“İnsanın, hayvanın ölümcül bir hastalığı olduğu söylenebilir.” — Alexandre Kojeve
Eleştirel hayvan çalışmalarındaki başat soru, “hayvan nedir?” sorusudur. “Hayvan” kategorisini sorunsallaştıran bu çalışmalar, insan/hayvan, doğa/kültür ve beden/akıl gibi Kartezyen ikili karşıtlıkları sorgulayarak, Batı düşünce tarihindeki ontolojik insanmerkezciliği tartışmaya açmaktadır. Eleştirel hayvan çalışmaları, insan ile hayvan arasındaki farklılık veya benzerliklerin nasıl konumlandırılması gerektiği gibi konuları insanmerkezci olmayan bir yaklaşımla tartışmaktadır.
İnsan-hayvan ikiliğini irdeleyen Matthew Calarco, Peter Singer, Paola Cavalieri, Jacques Derrida, Giorgio Agamben, Cary Wolfe ve Donna Haraway gibi düşünürler hayvan meselesini kültürel, bilimsel, felsefi ve politik boyutuyla tartışarak Yunancadan gelen “hayvan” [zoe] sözcüğünün “yaşam” [bios] sözcüğüyle ilişkili olduğu ve bu bağlantının biyoiktidar mekanizmaları etrafında oluştuğu üzerinde durmaktadırlar.
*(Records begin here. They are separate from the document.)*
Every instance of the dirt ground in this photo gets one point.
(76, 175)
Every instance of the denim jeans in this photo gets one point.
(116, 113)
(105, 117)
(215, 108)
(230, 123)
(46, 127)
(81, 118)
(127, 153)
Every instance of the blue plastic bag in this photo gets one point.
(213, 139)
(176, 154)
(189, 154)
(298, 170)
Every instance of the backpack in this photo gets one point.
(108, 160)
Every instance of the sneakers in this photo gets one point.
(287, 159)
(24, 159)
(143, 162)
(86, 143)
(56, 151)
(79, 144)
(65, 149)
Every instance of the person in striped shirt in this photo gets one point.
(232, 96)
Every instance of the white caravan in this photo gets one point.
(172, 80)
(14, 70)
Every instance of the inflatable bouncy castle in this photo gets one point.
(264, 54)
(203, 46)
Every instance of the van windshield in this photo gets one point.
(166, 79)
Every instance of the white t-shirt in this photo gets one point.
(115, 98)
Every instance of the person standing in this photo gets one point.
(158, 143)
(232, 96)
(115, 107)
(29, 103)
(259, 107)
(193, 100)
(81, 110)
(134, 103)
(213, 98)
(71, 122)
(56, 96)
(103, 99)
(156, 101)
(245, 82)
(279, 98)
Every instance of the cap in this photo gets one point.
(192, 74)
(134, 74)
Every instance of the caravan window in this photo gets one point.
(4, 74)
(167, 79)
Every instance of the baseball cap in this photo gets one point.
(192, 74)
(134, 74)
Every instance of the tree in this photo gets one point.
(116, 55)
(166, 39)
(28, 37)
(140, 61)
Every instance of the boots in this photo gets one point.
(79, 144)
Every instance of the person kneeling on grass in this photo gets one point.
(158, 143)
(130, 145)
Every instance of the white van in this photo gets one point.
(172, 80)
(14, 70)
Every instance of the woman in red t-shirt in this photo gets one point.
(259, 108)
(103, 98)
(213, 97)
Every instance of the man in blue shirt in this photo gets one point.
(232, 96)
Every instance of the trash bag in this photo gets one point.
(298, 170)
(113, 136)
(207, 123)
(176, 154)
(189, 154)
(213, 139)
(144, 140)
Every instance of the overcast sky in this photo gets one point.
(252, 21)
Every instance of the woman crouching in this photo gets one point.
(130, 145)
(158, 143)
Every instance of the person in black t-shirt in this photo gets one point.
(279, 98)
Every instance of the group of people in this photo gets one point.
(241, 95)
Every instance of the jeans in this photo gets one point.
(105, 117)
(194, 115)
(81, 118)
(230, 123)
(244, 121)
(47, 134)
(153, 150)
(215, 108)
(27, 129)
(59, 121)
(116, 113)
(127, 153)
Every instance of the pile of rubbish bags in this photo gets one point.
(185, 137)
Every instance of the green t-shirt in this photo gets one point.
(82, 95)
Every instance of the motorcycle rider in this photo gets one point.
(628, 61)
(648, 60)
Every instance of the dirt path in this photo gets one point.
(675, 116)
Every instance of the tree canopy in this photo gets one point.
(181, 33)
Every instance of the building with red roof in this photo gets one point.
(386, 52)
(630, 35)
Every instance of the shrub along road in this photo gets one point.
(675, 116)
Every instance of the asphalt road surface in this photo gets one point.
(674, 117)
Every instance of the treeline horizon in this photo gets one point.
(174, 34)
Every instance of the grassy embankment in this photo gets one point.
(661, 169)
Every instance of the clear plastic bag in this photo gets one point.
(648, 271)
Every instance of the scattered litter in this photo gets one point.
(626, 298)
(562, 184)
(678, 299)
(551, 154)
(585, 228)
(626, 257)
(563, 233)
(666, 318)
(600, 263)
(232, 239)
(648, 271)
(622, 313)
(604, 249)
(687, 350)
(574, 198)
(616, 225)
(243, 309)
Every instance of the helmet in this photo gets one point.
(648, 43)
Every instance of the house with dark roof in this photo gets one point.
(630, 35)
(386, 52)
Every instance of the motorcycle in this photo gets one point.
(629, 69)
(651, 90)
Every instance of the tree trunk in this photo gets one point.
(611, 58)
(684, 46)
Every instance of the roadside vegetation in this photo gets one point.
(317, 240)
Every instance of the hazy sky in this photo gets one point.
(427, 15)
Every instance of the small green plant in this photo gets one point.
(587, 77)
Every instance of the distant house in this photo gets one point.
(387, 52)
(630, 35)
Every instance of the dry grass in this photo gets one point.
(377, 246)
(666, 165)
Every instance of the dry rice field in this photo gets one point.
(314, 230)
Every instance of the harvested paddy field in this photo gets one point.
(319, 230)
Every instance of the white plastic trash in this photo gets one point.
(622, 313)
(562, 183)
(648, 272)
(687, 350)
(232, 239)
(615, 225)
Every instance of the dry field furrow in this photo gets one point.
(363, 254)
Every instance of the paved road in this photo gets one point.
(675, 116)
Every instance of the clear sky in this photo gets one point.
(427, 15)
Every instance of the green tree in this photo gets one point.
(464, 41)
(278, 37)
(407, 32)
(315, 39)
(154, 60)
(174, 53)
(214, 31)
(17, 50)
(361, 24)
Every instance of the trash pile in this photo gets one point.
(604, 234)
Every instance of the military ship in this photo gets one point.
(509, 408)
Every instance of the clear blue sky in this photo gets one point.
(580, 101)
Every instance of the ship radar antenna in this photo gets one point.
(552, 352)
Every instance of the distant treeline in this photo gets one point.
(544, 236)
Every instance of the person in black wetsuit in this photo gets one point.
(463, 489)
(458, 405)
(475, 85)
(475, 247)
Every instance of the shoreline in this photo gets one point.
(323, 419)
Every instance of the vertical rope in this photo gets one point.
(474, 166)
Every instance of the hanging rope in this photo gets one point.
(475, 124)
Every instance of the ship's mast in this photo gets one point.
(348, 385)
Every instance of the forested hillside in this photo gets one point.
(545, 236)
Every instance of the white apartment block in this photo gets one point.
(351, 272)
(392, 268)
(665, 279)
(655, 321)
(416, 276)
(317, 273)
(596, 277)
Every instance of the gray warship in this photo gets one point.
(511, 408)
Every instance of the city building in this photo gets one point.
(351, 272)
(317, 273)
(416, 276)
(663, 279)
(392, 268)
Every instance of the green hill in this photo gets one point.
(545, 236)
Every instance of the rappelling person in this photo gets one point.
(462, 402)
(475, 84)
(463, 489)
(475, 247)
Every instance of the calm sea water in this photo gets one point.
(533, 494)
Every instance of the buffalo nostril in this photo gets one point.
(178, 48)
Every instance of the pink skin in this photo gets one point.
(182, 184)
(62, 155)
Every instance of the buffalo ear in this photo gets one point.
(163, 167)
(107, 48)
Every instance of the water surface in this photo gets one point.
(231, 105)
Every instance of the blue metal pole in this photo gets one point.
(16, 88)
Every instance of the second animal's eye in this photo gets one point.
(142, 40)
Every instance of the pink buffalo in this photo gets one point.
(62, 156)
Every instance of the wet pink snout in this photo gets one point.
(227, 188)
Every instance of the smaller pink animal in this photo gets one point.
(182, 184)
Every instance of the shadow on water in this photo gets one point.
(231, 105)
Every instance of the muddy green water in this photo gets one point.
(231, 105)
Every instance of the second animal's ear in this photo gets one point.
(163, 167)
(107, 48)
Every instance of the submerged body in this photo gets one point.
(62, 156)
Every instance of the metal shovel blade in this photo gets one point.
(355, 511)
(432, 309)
Bu tartışmalarda öne çıkan temel iki kavram, antroposantrizm olarak da çevrilen insanmerkezcilik (anthropocentrism) ve orijinali speciesism olan türcülüktür. İnsanmerkezciliği felsefi olarak tartışan Agamben, insanın “‘antropofor’ (insana götüren) hayvanlıkla arasında ince çizgiler olduğunu” söyler. Bu hayvanlıkta bedenleşen insanlığın, kendi hayvan oluşunu kabullenmekte zorlandığını ve hayvana yaklaştığı her an, hiç değilse kendini ondan fiilen ayırdığı, hep duraklarla kesilmiş diyalektik gerilim alanlarının bulunduğunu öne sürer.
Öte yandan Haraway, “yoldaş türler” kavramı vasıtasıyla insan ve insan olmayan türler arasındaki sınırların geçirgen olduğunu söyler. Dolayısıyla insan ve hayvan arasındaki bu geçirgenlik hayvan sorununa yönelik insanmerkezci bakış açısını da yıkıma uğratır. Bu durumda “İnsan oluş”, bulunduğu üst mertebeden indirilerek hayvan ve diğer türlerle düz bir ontolojiye çekilir.
Posthümanist hayvan çalışmaları, “insan” ve “hayvan” gibi kategorilerin onto-epistemolojik düzlemde aslında bir olduğunu öne sürer. Bu çalışmalar, hayvan meselesine ilişkin tartışmaların belirlenmesinde önemlidir. Bu açıdan insan ile hayvan, akıl ile beden, doğa ile kültür arasında hiyerarşiye dayalı olmayan olumlayıcı bir yaklaşım oluşturulmasında rol oynar.